SPOX: Hatten Sie die Befürchtung, ohne Erfahrung in diesem Geschäft "über den Tisch gezogen" zu werden?
Hahn: Wir hatten keine Angst davor, über den Tisch gezogen zu werden, allerdings hat man ohne Vergleichswerte auch überhaupt keine Idee, was möglich ist und was nicht. Die Mitarbeiter von Sportstotal können perfekt abschätzen, wie es bei welchem Verein aussieht, welche Spieler kommen und welche gehen. Selbstverständlich hätte ich den Wechsel auch nur mit meinem Vater als Berater angehen können. Dazu muss man aber sagen, dass man als Spieler ohne festen Berater in einem riesigen Haifischbecken schwimmt. Jeden Tag bekommt man mehrere Anrufe von Beratern, die einem helfen und alles Mögliche für einen unternehmen wollen. Ein weiterer Faktor ist die Zeit. Mein Vater hat neben seiner Versicherungsagentur einen alten Hof, den er in Schuss hält. Da bedeuten die dauernden Reisen und Gespräche schon einen Stress, den ich ihm dauerhaft nicht antun wollte.
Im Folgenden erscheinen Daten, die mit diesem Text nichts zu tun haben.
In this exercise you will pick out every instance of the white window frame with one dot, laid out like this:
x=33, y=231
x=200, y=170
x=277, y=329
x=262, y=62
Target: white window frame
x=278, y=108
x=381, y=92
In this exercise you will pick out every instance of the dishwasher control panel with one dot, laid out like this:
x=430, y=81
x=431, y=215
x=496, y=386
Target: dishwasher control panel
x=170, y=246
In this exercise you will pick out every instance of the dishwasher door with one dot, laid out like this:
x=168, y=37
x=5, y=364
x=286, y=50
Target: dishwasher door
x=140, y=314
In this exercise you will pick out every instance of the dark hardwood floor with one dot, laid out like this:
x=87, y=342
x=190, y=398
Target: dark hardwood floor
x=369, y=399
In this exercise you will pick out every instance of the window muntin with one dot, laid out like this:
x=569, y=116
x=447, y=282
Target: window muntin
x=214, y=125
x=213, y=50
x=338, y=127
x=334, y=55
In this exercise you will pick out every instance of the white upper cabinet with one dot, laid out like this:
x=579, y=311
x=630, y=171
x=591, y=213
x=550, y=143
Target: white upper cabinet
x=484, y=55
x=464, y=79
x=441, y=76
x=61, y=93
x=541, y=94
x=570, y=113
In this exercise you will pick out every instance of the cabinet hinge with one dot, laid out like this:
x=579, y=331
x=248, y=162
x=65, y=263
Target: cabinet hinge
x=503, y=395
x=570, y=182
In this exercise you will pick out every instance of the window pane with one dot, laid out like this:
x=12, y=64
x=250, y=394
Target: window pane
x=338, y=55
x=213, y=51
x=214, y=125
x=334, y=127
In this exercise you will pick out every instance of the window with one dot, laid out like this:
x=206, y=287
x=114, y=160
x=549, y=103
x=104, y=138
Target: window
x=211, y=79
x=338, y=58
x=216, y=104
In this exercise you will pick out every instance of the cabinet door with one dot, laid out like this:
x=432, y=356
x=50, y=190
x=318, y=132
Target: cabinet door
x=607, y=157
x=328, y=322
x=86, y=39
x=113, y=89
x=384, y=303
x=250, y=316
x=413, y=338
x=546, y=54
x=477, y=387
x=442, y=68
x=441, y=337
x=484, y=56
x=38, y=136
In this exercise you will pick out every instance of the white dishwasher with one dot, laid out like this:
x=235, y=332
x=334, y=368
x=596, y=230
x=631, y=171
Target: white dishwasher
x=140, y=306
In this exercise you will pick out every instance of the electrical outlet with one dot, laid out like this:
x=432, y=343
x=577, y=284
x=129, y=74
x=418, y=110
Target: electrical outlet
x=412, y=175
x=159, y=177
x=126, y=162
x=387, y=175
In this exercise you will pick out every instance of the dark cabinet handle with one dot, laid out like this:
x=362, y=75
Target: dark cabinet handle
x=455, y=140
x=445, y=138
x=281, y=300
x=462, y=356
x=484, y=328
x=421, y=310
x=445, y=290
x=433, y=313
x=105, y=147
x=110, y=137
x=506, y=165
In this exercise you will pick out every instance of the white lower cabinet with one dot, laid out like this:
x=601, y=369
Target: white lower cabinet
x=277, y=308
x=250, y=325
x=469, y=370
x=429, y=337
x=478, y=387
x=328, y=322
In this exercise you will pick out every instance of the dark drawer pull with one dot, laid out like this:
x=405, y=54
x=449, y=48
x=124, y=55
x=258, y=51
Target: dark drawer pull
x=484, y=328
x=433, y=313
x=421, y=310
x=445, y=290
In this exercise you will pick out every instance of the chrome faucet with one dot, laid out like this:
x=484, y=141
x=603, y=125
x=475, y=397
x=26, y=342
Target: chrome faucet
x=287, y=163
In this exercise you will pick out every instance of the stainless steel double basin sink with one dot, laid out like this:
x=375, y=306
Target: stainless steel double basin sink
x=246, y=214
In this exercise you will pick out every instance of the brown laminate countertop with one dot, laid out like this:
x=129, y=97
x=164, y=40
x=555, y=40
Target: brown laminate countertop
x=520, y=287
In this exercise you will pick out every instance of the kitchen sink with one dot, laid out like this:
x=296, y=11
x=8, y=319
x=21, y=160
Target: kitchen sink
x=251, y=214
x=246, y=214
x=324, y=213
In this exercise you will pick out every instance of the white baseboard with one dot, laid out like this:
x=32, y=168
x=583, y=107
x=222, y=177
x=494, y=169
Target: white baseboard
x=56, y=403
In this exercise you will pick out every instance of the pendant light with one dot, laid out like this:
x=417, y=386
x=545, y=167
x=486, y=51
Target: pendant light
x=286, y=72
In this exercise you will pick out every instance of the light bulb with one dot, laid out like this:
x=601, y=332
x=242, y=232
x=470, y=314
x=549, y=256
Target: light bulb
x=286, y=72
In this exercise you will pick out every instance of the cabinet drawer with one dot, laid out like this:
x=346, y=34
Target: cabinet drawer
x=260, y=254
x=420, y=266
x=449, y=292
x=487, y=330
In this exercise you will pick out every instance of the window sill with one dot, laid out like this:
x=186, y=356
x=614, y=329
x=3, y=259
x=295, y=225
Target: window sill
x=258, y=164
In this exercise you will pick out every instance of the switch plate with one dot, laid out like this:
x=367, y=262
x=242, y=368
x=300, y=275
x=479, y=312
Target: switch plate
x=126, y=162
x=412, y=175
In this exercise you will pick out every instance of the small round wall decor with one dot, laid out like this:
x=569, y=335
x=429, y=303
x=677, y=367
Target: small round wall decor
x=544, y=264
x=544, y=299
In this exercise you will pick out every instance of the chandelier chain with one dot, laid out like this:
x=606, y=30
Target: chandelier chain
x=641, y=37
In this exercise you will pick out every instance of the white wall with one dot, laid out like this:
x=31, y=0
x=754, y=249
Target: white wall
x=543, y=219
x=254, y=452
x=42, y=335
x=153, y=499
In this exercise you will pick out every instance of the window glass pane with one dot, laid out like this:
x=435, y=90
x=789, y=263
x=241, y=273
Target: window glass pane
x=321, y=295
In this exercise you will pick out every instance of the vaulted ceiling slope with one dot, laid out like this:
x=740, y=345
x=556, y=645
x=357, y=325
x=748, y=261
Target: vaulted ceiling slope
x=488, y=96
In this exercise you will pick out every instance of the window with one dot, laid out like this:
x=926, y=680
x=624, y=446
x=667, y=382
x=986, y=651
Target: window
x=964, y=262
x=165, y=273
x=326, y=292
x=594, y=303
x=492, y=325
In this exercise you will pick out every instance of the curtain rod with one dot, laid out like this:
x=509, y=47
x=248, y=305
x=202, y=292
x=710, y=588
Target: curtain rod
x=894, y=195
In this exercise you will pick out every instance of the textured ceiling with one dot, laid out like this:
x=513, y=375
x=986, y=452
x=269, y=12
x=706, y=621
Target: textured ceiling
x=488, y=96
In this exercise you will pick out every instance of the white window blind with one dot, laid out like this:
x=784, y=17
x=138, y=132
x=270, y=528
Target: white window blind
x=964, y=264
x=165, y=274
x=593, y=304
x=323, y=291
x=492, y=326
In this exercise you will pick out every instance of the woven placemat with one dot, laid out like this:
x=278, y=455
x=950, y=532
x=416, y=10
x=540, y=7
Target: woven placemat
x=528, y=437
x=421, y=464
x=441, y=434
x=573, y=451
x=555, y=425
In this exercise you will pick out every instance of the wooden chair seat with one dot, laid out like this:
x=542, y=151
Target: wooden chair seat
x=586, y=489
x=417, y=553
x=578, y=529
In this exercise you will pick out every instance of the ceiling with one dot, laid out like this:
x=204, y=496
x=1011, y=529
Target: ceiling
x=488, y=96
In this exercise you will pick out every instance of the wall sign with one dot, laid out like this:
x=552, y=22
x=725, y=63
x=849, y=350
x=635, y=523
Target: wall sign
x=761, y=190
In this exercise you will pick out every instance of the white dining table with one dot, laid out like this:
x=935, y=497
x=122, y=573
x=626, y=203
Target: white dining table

SPOX: Ein Grund, weshalb Gladbach Sie unbedingt wollte, ist Ihre Polyvalenz. Inzwischen liegt Ihre primäre Position allerdings nicht mehr auf den Außen, sondern im Sturm. Können Sie Ihre Stärken dort besser zur Geltung bringen?
Hahn: Mein größter Vorteil ist, dass ich da vorne überall stehen kann. Ich kann auf beiden Flügeln spielen, im Sturmzentrum oder als hängende Spitze. Wo ich meine Fähigkeiten besser entfalten kann, ist schwer zu sagen. Ich bin ein robuster Spieler, bin kopfballstark und kann mit meiner Schnelligkeit in die Tiefe gehen. Ich spiele dort, wo der Trainer mir das Vertrauen schenkt.
SPOX: Sie sind sogar einer der schnellsten Spieler der Liga. Verlieren Sie im Training auch schon mal ein Laufduell?
Hahn: Natürlich. Oft reicht es, wenn man einen Tick später reagiert als sein Gegenspieler. Dann kommt man nicht mehr vorbei, egal wie schnell man tatsächlich ist.
SPOX: Einer meiner Kollegen hat einmal gesagt: Der Hahn ist wie eine Dampfwalze - egal, ob der die Linie entlang sprintet, ins Kopfballduell geht oder abzieht - bei dem gibt es nur ganz oder gar nicht. Was halten Sie von dem Vergleich?
Hahn: Das ist gar nicht schlecht ausgedrückt. Mein Spiel besteht aus viel Herz, viel Leidenschaft. Ich komme über Kraft, Kampf, Physis, versuche immer voll reinzugehen und durchzuziehen. Wer zurückzieht, verliert, habe ich im Laufe meiner Karriere gelernt. Insofern kann man tatsächlich sagen, dass ich ein bisschen wie eine Dampfwalze bin.
SPOX: Kommen wir zur aktuellen Saison. Der Start ist mit drei Niederlagen denkbar schlecht verlaufen. Wie ist die Stimmung in der Mannschaft?
Hahn: Man darf das alles nicht überbewerten. Wir haben drei Spiele verloren. Darunter waren zwei Auswärtsspiele gegen gute Mannschaften und eine sehr unglückliche Niederlage gegen Mainz. Wir wissen um die Qualität in unserem Team und machen uns jetzt nicht verrückt. Wenn wir endlich das erste Erfolgserlebnis haben, geht es auch wieder bergauf.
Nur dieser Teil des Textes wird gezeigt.